1. Indexability check:
- All important pages are indexed in Google (check via GSC Coverage report or
site:yourdomain.comsearch) - No important pages are blocked in robots.txt
- No important pages have a
noindexmeta tag accidentally applied - XML sitemap is submitted in GSC and all URLs in the sitemap return 200 status
2. Technical performance:
- LCP under 2.5 seconds on mobile (check with Google PageSpeed Insights)
- CLS score under 0.1 (check with PageSpeed Insights)
- No broken internal links (check with Screaming Frog or similar crawler)
- HTTPS enabled across all pages with no mixed-content warnings
3. On-page SEO:
- Every page has a unique, keyword-optimised title tag under 60 characters
- Every page has a unique meta description under 155 characters
- Each page has exactly one H1 tag containing the primary keyword
- Primary keyword appears in the first 100 words of the body content
- Images have descriptive alt text with relevant keywords where appropriate
4. Content quality:
- No pages under 300 words without a strategic reason
- No pages with duplicate content (check canonicals and GSC for duplicate title issues)

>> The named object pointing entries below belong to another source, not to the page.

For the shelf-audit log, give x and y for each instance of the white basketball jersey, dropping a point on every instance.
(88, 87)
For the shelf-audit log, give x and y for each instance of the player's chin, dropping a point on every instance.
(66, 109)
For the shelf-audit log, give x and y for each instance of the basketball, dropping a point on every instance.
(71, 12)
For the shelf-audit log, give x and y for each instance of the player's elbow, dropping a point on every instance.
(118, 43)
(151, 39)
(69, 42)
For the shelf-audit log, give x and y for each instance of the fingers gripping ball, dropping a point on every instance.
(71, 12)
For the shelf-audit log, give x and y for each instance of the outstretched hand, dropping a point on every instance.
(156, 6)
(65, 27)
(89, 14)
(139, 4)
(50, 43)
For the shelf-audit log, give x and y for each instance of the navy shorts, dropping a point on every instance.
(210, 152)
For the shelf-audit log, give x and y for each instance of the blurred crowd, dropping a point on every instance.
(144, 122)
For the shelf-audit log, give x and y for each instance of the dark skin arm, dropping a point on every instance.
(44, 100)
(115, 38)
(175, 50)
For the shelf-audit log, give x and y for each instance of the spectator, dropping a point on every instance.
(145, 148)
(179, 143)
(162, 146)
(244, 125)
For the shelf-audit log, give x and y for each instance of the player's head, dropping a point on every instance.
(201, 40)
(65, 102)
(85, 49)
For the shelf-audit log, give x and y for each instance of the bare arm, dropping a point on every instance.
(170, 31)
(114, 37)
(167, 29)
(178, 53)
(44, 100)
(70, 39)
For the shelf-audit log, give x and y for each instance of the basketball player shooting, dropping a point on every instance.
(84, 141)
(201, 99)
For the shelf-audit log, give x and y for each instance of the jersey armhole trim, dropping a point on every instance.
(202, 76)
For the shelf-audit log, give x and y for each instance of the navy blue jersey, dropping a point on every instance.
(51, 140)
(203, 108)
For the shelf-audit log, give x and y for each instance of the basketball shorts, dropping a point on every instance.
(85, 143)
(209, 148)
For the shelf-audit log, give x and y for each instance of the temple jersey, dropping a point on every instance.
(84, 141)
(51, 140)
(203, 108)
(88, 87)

- Top-performing content reviewed and updated for accuracy every 6–12 months
Save this checklist and work through it methodically every quarter. Each item you check off is a direct improvement to your site's search visibility.
Frequently Asked Questions
How often should I do an SEO audit?
For a small site (under 100 pages), a monthly 30-minute audit covers the basics. A comprehensive quarterly audit catches structural issues, content gaps and backlink changes. After any major site changes (redesign, migration, new CMS), run a full audit immediately.
What is the most important thing to fix in an SEO audit?
Indexing errors first — pages Google cannot access cannot rank regardless of content quality. Fix 404 errors, canonicalisation issues and any pages accidentally blocked by robots.txt or noindex tags. After indexing is clean, focus on Core Web Vitals failures and on-page SEO issues.
Can I do an SEO audit without paid tools?
Yes. Google Search Console provides indexing data, performance data and Core Web Vitals reports — all free. Screaming Frog's free tier crawls up to 500 URLs and identifies technical issues. PageSpeed Insights is free for page speed analysis. These three tools cover the majority of a basic SEO audit.
What should I do after completing an SEO audit?
Prioritise your findings by impact and effort. Create a fix list with three categories: Quick wins (under 30 minutes each — fixing broken links, adding missing meta tags, correcting redirects), medium-effort improvements (1–4 hours each — rewriting thin content, improving page speed, adding schema markup), and long-term projects (ongoing — content production, backlink building, major site structure changes). Work through quick wins first to build momentum, then schedule medium-effort tasks weekly. Review your progress at the next quarterly audit to measure improvement.